Carne seca, preta e morta - Marcos Nogueira FS
A foto que circula nas redes sociais mostra quatro pacotes de carne espalhados pelo chão. Charque de ponta de agulha. Carne-seca. Jabá.
Há também dois homens. Dois homens jovens, dois homens pretos encostados na parede chapiscada, rendidos.
Bruno, 29, e Ian Barros da Silva, 19, eram tio e sobrinho. Foram pegos pela segurança do Atakadão Atakarejo, supermercado em Salvador, acusados de tentar furtar a carne que está no chão.
A pena para o crime de furto, artigo 155 do Código Penal brasileiro, é detenção de um a quatro anos e multa. Quando o objeto furtado tem pouco valor, o juiz pode aliviar ou até mesmo perdoar a pena.
Um quilo de charque custa mais ou menos R$ 50. Toda a carne furtada não vale um smartphone meia-boca.
Fossem brancos de classe média tirando onda de rebeldes, os rapazes seriam dispensados, sem queixa à polícia, depois de um sermão do gerente.
O caso de Bruno e Ian tampouco foi reportado à polícia. A segurança do Atakarejo é acusada de ter acionado uma milícia de justiceiros locais –presumidamente traficantes–, que julgou, condenou e executou os acusados no mesmo dia.
Tio e sobrinho foram encontrados no porta-malas de um carro, mortos com muitos, muitos tiros. A depender da fonte, 30 ou 50 balas de pistola, escopeta e metralhadora. Ainda levaram facadas e tiveram os rostos deformados na sessão de tortura.
Salvador é a capital mais negra do país. Cerca de 80% dos moradores da capital baiana têm origem africana. Bastante provável que os seguranças do Atakarejo também fossem pretos. Que os verdugos milicianos também fossem pretos.

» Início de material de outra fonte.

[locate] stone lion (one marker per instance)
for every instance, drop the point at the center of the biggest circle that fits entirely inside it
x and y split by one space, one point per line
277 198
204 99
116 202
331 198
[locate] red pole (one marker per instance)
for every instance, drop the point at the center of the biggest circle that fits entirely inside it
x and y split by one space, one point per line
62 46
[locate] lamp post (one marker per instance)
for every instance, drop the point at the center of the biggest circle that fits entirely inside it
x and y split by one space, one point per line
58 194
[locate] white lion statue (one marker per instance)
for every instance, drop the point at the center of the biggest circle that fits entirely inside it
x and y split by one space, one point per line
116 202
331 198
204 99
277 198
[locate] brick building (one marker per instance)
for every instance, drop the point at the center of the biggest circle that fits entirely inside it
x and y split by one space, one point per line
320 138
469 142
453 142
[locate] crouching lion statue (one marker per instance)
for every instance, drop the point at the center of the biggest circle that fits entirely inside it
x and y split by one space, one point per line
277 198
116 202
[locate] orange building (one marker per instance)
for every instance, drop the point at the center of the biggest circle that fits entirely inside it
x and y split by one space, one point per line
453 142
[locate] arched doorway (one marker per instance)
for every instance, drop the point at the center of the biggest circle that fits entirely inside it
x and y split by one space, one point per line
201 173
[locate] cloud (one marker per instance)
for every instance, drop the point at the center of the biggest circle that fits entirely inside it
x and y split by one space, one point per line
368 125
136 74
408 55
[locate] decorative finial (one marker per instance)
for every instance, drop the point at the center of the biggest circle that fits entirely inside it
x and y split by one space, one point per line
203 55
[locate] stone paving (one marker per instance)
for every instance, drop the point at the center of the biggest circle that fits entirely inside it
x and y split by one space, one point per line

A situação remete à letra de “Haiti”, de Caetano Veloso e Gilberto Gil: ela começa com PMs, “quase todos pretos, dando porrada na nuca de malandros pretos” em Salvador. Os compositores baianos concluem que o Haiti é aqui. Ou não.
A faixa foi lançada em 1993, quando o país mais pobre das Américas, 95% preto, enfrentava sanções internacionais devido a um golpe militar. Um ano qualquer no inferno permanente de miséria e barbárie do Haiti.
Em 2004 –outro ano qualquer de miséria e barbárie–, o Exército Brasileiro desembarcou no Haiti em suposta missão de paz. As tropas verde-oliva vestiram o capacete azul das Nações Unidas, sob o comando do general Augusto Heleno –atual ministro-chefe do Gabinete de Segurança Institucional.
A intervenção da ONU no Haiti acabaria em 2017. Passaram por lá várias estrelas do oficialato brasileiro, como os generais Santos Cruz (ex-ministro da Secretaria de Governo) e Edson Pujol (recém-exonerado do Comando do Exército).
Nossos militares deixaram o Haiti sob acusações de violência e abuso de autoridade. Não resolveram nada por lá e trouxeram na mala o modelo de horror haitiano.
Empoleirados no pior governo que este país já teve, os generais chancelam a eternização de um inferno de miséria e barbárie. O caso dos ladrõezinhos de carne-seca, pretos trucidados por outros pretos na Bahia, elimina qualquer dúvida: o Haiti não é aqui, mas é.